Department of Computer Science, University of Sharjah, Sharjah, United Arab Emirates.
Health Inf Sci Syst. 2021 Jan 12;9(1):5. doi: 10.1007/s13755-020-00134-4. eCollection 2021 Dec.
Glioblastoma is one of the most common and aggressive brain tumors in the world with a poor prognosis. A glioblastoma prognostication model has the potential to improve the cancer's standard of care. No other paper has looked at using ensemble learning with a population database to predict multiple binary glioblastoma survival outcomes.
We utilized ensemble learning to design, build, and test a prognostication system for glioblastoma for short-, intermediate- and long-term survival, based on various clinical features.

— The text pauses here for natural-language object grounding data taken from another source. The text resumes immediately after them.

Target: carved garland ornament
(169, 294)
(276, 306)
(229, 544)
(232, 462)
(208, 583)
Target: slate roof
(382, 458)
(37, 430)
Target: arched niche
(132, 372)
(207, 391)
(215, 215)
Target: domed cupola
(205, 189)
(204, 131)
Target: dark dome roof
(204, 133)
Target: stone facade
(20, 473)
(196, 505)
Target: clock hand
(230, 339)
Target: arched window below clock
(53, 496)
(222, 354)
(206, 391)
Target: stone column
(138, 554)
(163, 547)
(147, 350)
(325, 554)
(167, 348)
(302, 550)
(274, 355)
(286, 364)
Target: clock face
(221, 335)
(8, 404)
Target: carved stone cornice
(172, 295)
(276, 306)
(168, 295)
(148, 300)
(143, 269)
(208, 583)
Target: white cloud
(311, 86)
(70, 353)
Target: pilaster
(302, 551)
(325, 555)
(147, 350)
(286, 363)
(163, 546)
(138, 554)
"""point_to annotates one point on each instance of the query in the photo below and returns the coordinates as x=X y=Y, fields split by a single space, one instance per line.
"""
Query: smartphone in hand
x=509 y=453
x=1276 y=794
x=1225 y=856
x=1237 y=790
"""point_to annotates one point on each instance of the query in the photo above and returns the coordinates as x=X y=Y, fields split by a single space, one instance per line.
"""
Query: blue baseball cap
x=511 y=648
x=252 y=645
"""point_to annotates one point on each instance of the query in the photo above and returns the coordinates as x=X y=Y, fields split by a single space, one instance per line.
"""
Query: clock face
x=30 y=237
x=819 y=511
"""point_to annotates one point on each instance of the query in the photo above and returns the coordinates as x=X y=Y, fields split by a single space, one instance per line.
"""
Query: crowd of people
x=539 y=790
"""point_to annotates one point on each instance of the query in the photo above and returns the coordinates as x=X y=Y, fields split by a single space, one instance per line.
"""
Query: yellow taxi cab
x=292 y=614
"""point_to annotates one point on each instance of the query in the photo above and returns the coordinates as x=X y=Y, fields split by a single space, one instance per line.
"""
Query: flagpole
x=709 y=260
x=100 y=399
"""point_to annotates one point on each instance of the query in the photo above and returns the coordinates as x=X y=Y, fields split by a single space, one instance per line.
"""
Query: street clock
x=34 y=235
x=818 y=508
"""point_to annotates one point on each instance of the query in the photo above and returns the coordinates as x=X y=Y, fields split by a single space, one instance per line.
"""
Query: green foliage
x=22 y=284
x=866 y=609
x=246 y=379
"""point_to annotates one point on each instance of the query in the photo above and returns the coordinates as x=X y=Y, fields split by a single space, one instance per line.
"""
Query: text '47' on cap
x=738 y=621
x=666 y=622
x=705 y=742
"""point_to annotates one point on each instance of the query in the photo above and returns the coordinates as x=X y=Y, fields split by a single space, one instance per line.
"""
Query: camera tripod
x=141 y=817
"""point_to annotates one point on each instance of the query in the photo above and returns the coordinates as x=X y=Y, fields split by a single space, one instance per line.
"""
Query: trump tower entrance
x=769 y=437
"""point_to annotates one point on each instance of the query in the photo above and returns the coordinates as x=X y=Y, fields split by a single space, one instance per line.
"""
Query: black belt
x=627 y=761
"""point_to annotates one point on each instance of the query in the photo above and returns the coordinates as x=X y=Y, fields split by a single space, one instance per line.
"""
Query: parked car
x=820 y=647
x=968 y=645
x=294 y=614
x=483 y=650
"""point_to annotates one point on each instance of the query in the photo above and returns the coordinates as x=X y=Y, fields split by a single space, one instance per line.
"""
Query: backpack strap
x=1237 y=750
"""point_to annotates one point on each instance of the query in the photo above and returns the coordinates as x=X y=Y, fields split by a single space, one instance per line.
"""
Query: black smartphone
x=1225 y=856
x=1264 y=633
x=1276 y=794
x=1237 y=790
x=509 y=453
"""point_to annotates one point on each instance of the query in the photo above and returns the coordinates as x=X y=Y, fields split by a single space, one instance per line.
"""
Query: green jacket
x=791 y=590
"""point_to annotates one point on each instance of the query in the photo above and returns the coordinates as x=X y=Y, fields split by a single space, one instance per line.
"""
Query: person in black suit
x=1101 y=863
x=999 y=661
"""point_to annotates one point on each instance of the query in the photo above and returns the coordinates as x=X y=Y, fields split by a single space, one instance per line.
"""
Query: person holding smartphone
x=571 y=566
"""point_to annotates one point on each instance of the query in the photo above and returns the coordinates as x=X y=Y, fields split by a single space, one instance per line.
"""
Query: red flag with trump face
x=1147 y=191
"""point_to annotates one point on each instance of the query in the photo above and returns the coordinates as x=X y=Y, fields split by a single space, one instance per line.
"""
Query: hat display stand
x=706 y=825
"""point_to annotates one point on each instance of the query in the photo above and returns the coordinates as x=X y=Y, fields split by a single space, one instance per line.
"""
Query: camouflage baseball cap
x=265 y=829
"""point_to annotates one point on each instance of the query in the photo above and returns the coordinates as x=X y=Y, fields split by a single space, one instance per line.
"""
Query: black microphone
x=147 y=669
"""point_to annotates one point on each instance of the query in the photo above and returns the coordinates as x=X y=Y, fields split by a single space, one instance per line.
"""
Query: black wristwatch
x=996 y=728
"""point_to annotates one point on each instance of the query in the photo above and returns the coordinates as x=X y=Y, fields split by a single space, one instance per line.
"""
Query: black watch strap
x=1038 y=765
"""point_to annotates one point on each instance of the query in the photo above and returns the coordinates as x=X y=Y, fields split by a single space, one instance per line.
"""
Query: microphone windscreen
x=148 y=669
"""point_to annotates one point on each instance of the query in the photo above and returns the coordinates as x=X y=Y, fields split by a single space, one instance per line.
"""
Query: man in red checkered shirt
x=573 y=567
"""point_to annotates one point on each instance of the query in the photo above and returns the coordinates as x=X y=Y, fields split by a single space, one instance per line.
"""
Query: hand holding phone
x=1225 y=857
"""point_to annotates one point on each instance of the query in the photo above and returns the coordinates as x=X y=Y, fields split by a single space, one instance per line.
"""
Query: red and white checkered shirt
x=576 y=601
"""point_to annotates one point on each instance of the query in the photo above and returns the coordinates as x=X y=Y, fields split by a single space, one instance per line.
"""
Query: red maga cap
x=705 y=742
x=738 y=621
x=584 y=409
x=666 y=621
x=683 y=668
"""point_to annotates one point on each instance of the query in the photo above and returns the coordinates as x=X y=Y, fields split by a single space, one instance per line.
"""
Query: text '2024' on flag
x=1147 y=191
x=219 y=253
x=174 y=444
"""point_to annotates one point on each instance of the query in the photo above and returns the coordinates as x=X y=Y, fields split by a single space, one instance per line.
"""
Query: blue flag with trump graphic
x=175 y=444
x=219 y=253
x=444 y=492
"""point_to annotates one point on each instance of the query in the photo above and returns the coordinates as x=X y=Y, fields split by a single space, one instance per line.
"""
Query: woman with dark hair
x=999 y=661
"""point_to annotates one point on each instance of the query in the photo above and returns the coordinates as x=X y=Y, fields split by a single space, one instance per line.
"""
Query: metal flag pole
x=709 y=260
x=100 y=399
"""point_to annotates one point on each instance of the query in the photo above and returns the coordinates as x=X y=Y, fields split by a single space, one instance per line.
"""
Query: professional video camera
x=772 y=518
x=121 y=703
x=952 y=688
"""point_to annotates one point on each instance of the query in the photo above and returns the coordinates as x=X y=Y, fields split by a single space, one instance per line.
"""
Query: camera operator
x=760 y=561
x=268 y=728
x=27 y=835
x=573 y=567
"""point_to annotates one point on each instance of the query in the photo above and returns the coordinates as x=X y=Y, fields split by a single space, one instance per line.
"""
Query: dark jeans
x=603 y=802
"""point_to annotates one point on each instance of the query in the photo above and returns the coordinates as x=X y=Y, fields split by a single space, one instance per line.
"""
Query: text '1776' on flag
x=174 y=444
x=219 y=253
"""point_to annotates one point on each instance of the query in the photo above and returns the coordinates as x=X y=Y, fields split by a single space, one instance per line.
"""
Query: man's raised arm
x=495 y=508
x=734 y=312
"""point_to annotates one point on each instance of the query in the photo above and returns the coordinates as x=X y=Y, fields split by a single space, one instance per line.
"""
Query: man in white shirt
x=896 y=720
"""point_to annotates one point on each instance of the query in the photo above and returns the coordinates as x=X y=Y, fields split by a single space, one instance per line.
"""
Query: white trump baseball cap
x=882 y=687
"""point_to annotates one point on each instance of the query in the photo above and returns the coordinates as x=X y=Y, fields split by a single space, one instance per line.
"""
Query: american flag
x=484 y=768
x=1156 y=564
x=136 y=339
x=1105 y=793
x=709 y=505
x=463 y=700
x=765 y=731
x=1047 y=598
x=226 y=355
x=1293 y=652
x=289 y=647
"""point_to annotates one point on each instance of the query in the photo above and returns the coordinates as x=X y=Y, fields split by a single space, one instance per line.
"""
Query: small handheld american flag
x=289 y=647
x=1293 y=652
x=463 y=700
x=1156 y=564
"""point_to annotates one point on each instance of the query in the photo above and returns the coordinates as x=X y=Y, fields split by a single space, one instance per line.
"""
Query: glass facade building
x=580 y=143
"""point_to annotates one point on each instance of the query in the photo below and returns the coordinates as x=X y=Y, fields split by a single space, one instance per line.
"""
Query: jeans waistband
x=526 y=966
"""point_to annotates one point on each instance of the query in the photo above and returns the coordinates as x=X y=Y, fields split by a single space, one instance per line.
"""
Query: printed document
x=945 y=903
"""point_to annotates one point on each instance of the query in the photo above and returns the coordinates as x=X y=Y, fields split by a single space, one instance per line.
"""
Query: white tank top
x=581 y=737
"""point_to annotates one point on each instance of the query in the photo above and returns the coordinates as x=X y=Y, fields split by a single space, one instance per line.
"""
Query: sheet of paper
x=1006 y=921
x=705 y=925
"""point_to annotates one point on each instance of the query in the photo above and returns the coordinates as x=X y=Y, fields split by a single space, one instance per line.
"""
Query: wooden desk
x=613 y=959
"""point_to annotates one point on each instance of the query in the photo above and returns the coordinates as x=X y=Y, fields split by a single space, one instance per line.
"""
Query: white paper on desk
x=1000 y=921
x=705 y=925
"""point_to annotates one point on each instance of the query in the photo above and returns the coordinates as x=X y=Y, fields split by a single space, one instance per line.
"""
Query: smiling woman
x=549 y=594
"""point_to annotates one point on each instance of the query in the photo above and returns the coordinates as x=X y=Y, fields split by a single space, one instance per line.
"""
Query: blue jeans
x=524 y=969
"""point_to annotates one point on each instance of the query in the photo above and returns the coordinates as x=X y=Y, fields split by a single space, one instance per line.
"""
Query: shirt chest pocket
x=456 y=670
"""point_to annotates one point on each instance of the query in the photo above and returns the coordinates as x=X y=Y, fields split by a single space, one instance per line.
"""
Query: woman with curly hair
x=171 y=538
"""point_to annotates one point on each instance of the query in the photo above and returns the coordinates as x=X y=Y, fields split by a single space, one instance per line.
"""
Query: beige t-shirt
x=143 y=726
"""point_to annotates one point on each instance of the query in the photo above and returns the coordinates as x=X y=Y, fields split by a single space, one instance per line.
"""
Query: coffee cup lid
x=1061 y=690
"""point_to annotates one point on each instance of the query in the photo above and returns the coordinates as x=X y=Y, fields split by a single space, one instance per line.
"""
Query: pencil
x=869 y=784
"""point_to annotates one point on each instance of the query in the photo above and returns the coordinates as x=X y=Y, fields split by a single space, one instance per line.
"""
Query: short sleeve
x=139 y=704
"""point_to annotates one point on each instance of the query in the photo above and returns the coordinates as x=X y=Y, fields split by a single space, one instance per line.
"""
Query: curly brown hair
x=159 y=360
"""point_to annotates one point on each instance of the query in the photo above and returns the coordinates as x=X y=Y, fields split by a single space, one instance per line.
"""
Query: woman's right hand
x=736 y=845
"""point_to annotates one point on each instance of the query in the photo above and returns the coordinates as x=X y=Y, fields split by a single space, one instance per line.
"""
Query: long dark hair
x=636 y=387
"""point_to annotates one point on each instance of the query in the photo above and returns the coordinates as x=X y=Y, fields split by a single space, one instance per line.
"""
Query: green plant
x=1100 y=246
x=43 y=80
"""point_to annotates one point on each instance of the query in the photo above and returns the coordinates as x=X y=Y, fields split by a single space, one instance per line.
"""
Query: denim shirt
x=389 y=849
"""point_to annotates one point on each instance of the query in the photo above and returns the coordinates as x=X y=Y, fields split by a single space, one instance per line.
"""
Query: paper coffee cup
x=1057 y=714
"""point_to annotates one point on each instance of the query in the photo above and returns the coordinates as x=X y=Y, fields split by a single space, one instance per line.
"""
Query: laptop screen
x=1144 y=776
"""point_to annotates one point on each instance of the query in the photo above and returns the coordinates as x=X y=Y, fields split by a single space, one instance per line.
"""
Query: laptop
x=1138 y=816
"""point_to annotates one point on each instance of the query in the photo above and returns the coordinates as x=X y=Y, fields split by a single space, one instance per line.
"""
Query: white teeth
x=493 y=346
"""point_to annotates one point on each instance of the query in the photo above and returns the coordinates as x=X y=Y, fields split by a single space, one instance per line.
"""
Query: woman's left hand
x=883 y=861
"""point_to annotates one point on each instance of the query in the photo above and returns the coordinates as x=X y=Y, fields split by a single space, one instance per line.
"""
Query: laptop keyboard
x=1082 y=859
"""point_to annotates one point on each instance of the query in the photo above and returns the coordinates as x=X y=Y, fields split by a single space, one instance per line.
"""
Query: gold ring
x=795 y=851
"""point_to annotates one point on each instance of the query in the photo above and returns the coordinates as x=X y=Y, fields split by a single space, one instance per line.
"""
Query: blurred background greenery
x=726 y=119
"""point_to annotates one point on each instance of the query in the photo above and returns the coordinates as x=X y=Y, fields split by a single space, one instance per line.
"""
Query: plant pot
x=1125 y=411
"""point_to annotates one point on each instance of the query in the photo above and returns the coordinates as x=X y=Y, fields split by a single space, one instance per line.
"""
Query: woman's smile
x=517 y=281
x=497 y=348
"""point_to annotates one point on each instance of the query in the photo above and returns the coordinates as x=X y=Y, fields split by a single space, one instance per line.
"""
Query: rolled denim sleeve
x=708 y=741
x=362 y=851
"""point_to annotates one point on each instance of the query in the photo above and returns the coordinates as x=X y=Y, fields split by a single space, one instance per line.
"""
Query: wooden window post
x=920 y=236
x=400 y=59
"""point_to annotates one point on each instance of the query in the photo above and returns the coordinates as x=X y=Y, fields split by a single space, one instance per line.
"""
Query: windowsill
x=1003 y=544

We used the population database SEER which covers 17 different registries. The most important prognostic features were identified and used as a clinical feature set. The statistical feature set was determined using Random Forests. The accuracy, sensitivity, specificity, area under the receiver operating characteristic (AUROC), positive predictive value (PPV), and negative predictive value (NPV) were reported.
Statistically-determined feature sets had the best performance. All the top models for short, intermediate, and long-term survival were random forests. With regards to short-term survival, top model had metrics AUROC = 0.937, accuracy = 86%, specificity = 88%, sensitivity = 85%, NPV = 85%, and PPV = 87%. For long-term survival, the top model had AUROC = 0.893, accuracy = 81%, specificity = 79%, sensitivity = 83%, NPV = 82%, and PPV = 79%. The top intermediate-term survival prediction had AUROC 0.780 and the other metrics were at least 70%.
Our ensemble models were high-performing and achieved AUROCs as high as 0.94, highlighting the importance of balancing, using ensemble techniques and statistical feature selection. Our models can potentially be used by clinicians after external validation.
胶质母细胞瘤是世界上最常见且侵袭性最强的脑肿瘤之一,预后较差。胶质母细胞瘤预后模型有潜力改善癌症的治疗标准。尚无其他论文研究过使用集成学习和人群数据库来预测胶质母细胞瘤的多个二元生存结局。
我们利用集成学习,基于各种临床特征,设计、构建并测试了一个用于胶质母细胞瘤短期、中期和长期生存的预后系统。我们使用了涵盖17个不同登记处的人群数据库SEER。确定了最重要的预后特征并将其用作临床特征集。使用随机森林确定统计特征集。报告了准确性、敏感性、特异性、受试者操作特征曲线下面积(AUROC)、阳性预测值(PPV)和阴性预测值(NPV)。
统计确定的特征集表现最佳。短期、中期和长期生存的所有顶级模型均为随机森林。对于短期生存,顶级模型的指标为AUROC = 0.937,准确性 = 86%,特异性 = 88%,敏感性 = 85%,NPV = 85%,PPV = 87%。对于长期生存,顶级模型的AUROC = 0.893,准确性 = 81%,特异性 = 79%,敏感性 = 83%,NPV = 82%,PPV = 79%。中期生存预测的顶级模型AUROC为0.780,其他指标至少为70%。
我们的集成模型性能良好,AUROC高达0.94,突出了平衡、使用集成技术和统计特征选择的重要性。经外部验证后,我们的模型可能可供临床医生使用。